In a recent column ‘Why the Democratic Socialists of America are right for D.C.,’ the author decided to attack me personally. Here is the response I wrote to her column:
“I am responding to a column by Hayden Gise who says in her column she is a transgender, lesbian, Jewish, Democratic Socialist, and supports having the Democratic Socialists of America (DSA) in Washington, DC. She is definitely as entitled to her view on this, as I am to mine. However, I was surprised she clearly felt it important to use the column to attack me personally, without even knowing me. What she didn’t do is respond to the issues in the DSA platform I wrote having a problem with, and which I asked candidates endorsed by the DSA to respond to. 1. Are they for the abolishment of the State of Israel? 2. What is their definition of a Zionist? 3. What is their definition of antisemitism? 4. Will they meet with Zionist organizations? 5. Do they support BDS? One needs to know when a candidate claims they are only a member of the local DSA, according to the DSA bylaws no person can be a member of a local DSA without being a member of the national organization. So Hayden Gise has a little better idea of who I am she should know: I was a teacher and a union member.
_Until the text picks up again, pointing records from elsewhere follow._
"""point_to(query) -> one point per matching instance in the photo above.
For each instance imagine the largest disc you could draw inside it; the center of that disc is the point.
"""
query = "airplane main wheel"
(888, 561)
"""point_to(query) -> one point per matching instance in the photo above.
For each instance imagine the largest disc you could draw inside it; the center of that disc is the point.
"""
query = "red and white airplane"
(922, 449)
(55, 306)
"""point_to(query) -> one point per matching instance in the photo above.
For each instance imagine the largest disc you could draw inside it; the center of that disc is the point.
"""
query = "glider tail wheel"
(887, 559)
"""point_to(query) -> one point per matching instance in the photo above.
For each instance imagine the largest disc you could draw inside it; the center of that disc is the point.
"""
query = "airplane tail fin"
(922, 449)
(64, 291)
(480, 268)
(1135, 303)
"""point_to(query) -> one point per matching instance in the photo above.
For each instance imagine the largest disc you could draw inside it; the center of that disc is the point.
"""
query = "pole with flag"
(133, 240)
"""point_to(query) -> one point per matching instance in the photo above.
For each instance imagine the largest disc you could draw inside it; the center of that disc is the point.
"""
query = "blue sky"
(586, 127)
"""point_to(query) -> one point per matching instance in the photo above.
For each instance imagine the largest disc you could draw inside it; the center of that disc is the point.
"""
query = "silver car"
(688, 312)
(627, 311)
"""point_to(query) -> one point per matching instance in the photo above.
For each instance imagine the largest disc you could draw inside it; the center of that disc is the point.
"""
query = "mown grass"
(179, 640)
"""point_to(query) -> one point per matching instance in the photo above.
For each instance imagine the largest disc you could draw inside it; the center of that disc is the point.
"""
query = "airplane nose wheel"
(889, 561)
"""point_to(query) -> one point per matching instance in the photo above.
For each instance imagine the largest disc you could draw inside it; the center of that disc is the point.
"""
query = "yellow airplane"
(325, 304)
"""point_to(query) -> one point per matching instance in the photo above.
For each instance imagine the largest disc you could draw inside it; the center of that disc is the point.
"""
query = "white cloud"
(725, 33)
I worked for the most progressive member of Congress at the time, Bella S. Abzug (D-N.Y.), and supported her when she introduced the Equality Act in 1974, to protect the rights of the LGBTQ community, and have fought for its passage ever since. I have spent a lifetime fighting for civil rights, women’s rights, disability rights, and LGBTQ rights. I have no idea what Hayden Gise’s background is, or what her history of working for the causes she espouses is. But I would be happy to meet with her to find out. But she should know, I take a back seat to no one in the work I have done over my life fighting for equality, including economic equality, for all. So, I will not attack her, as I don’t know her, and contrary to her, don’t personally attack people I don’t know much about.
“I have, and will continue to attack, what the government of Israel is doing to the Palestinian people, and now to those in Lebanon and Iran. I will also attack the government of my own country, and the felon in the White House, and his sycophants in Congress, for what they are doing to our own people, and people around the world, and will continue to work hard to change things. However, I will also continue to stand for a two-state solution with the continued existence of the State of Israel, calling for a different government in Israel. I also strongly support the Palestinian people and believe they must have the right to their own free state.”
I have not heard from Gise, but I hope she knows that since she wrote her column indicating her support for Janeese Lewis George for mayor, her preferred candidate has attended a birthday party to celebrate a person who still refers to gay people as ‘fags.’
We should not personally attack people we don’t know as a way to criticize their views on an issue. Once again, I have no problem with people disagreeing with what I write, and having the Blade publish those contrary columns. But a plea to all who disagree with any columnist, or story: disagree with the issues and refrain from making personal attacks on the writer. That actually takes away from whatever point you are trying to make.
Peter Rosenstein is a longtime LGBTQ rights and Democratic Party activist.